While you could probably grep this using a decent bash script, I believe I have a better option.

Update:

Apparently the latest jq version has a @base64d filter so there is definitely another way to accomplish this using only jq. But still it’s nice to have multiple options.

My Solution

To overcome this issue, I wrote a quick and dirty app called sonargrep. It accepts gzipped data from stdin and tries to find host entries that contain the data you’re looking for. You can install sonargrep with the following command (assuming Go is already installed):

$ go install github.com/ilyaglow/sonargrep

Usage

For example, here’s how to get a list of WordPress-related IPs:

$ curl -L -s https://opendata.rapid7.com/sonar.https/2018-04-24-1524531601-https_get_443.json.gz \
    | sonargrep -w wordpress -i \
    | jq -r '.ip'

It accomplishes the following:

  • Greps records containing “wordpress” (case-insensitive) in their HTTP response body from the sonar.https dataset.
  • Extracts IPs using jq.
  • Does all this without saving the 50GB file to disk.

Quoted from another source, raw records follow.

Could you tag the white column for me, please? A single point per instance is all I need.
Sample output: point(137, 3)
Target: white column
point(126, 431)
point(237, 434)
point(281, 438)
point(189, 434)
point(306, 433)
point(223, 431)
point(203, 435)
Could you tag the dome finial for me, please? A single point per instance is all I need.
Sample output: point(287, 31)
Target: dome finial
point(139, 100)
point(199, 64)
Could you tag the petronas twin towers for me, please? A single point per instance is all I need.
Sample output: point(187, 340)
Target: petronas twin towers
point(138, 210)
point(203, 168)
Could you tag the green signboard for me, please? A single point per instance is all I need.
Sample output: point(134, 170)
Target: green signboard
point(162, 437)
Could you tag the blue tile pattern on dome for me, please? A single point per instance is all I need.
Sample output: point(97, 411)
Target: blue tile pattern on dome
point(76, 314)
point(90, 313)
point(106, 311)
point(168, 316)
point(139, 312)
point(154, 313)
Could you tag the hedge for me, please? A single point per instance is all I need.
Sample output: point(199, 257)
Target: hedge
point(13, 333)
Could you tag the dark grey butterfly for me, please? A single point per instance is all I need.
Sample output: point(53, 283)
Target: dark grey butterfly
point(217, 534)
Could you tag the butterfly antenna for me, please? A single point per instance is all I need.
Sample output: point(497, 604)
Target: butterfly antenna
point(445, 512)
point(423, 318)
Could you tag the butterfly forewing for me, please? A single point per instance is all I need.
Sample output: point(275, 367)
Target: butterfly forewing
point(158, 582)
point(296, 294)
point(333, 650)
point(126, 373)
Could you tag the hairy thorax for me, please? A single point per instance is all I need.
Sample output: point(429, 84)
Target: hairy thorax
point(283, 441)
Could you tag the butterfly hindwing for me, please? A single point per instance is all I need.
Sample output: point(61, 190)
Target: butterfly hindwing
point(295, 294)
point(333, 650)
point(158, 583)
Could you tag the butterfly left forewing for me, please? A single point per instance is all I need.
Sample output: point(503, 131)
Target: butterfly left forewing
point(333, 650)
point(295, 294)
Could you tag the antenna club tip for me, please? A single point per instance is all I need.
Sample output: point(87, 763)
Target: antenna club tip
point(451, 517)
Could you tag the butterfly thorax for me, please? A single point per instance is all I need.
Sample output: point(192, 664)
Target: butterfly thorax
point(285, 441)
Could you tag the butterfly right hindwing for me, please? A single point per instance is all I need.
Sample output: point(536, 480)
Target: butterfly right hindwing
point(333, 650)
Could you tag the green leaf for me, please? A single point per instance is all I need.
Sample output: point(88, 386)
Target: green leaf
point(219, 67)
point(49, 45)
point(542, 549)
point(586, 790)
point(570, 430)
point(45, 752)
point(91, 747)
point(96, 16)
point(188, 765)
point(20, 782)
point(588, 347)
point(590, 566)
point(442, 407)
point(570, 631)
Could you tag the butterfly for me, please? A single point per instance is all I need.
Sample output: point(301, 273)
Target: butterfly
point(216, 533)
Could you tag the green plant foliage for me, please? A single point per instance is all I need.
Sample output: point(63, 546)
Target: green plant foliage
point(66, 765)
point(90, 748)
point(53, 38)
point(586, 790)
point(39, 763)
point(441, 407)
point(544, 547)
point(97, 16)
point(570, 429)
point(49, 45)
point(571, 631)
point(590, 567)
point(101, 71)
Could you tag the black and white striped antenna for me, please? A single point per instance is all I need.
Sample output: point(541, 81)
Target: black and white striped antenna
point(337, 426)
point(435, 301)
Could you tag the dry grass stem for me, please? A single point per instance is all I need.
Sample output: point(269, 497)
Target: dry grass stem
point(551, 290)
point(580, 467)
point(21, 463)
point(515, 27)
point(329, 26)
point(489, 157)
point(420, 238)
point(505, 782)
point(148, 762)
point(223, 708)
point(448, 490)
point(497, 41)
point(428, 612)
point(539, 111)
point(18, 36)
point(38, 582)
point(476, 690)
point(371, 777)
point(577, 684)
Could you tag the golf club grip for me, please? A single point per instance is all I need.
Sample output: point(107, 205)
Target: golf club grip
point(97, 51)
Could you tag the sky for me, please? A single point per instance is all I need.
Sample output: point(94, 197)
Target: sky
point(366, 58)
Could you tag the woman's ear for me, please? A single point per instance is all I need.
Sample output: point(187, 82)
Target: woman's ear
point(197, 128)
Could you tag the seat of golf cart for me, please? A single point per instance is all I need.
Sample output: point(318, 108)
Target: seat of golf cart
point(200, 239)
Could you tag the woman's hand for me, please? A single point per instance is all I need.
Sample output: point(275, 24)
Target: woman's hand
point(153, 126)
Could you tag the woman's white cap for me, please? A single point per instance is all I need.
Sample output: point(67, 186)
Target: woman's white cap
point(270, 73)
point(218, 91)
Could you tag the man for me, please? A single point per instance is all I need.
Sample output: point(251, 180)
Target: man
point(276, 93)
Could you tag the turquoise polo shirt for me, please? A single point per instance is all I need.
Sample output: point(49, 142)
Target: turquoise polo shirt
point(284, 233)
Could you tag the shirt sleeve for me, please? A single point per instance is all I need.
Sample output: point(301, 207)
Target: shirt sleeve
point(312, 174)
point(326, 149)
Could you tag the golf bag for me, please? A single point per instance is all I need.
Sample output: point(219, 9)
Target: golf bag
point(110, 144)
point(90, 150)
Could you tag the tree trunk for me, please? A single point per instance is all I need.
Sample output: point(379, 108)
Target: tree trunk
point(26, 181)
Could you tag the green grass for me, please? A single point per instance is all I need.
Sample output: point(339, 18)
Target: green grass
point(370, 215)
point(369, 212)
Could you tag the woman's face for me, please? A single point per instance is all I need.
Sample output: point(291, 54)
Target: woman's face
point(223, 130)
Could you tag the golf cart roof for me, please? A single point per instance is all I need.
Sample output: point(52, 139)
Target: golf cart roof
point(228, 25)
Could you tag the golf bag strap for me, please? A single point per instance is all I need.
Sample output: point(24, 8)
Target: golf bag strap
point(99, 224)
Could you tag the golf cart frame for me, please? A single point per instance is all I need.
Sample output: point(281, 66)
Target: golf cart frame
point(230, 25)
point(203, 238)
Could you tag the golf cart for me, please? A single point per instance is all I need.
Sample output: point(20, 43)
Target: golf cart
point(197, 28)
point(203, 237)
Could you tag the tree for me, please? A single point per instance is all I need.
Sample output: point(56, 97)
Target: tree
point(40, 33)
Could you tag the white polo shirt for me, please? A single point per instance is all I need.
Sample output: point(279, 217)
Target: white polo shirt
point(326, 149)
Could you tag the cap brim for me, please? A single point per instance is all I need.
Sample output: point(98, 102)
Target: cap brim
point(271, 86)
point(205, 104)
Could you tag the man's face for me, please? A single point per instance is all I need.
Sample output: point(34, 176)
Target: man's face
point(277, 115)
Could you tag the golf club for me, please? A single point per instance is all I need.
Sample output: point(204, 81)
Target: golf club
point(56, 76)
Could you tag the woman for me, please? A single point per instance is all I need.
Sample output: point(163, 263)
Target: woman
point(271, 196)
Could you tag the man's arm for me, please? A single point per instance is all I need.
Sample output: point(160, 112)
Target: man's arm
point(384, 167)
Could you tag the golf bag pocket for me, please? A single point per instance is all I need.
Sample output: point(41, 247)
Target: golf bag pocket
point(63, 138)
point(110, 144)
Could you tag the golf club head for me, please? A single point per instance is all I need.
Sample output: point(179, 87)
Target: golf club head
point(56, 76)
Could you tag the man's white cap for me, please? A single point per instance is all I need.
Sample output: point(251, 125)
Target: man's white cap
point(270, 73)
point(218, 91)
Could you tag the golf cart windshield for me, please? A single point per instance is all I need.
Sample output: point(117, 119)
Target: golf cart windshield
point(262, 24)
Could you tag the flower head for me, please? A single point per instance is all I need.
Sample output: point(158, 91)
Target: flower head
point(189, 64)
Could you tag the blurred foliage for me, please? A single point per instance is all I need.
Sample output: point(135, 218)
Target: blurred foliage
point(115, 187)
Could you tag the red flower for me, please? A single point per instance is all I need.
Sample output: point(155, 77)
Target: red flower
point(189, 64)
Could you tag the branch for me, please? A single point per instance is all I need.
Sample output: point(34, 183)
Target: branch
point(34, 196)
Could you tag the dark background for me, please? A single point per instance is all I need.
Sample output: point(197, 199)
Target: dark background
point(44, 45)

Update: I’ve created a Docker image for the latest jq GitHub version, so you can perform the same task like this:

$ alias jq="sudo docker run -i --rm ilyaglow/jq"
$ curl -L -s https://opendata.rapid7.com/sonar.https/2018-04-24-1524531601-https_get_443.json.gz \
    | gunzip \
    | jq -r 'select((.data | @base64d) | match(".*wordpress.*", "i")) | .ip'

Workflow

Here’s how my opendata research workflow with sonargrep now looks:

  • Spin up a DigitalOcean droplet
  • Start grepping
  • Wait for an hour or so, while playing with the results that come in real-time
  • Terminate the droplet

This approach allows for quick and efficient analysis of large datasets without the need for extensive local storage or processing power.